Here is the graph of 𝑦 is equal to 𝑓 of 𝑥, where 𝑓 of 𝑥 is a quadratic function. Write down the solutions of 𝑓 of 𝑥 is equal to three.
This might look a little tricky. But let’s just see what’s happened. At the start, we’re told the graph is for the equation 𝑦 is equal to 𝑓 of 𝑥. This just means some function of 𝑥. And in fact, we’re told it’s a quadratic function and we could have spotted that because that graph has the smiley face shape. Then, we’re told to find the solution of 𝑓 of 𝑥 is equal to three.
Notice how the 𝑦 in the first equation has been replaced with three in the second. This means we need to find the solutions of our equation when 𝑦 is equal to three. And we can draw the line 𝑦 is equal to three to help us find these. Remember the line 𝑦 equals three is the horizontal line that passes through the 𝑦-axis at three, as shown.
Notice that the line 𝑦 equals three intersects the curve at two places. The 𝑥-values for these points of intersection will be the solutions to our equation. Let’s add some lines down to our 𝑥-axis from these points.

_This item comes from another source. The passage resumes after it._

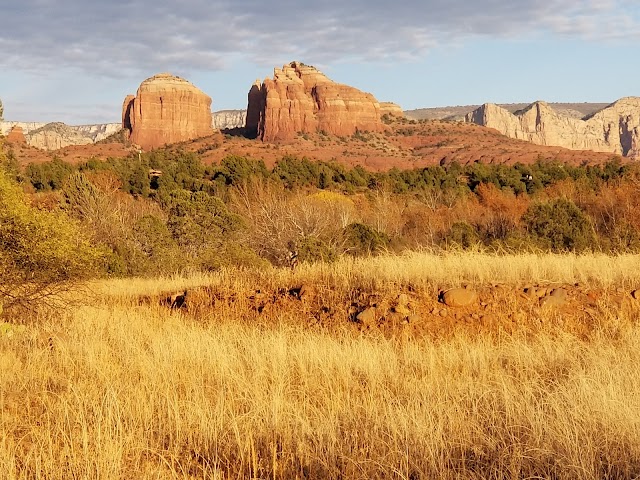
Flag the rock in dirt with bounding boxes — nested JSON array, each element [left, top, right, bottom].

To find the solutions, we need to read the values of 𝑥 from our graph. Before we do though, let’s check the scale.
We can see that five small squares on our 𝑥-axis represent one. We divide by five to work out the value of one small square and that’s one-fifth, which is equal to 0.2. This means the positive solution for 𝑥 is 3.6. It’s three little squares above the number three. And the negative solution for 𝑥 is one little square below the number negative two. So it’s negative 2.2.
The values of 𝑥 when 𝑦 is equal to three and therefore the solutions for 𝑓 of 𝑥 is equal to three are 𝑥 is equal to negative 2.2 and 𝑥 is equal to 3.6.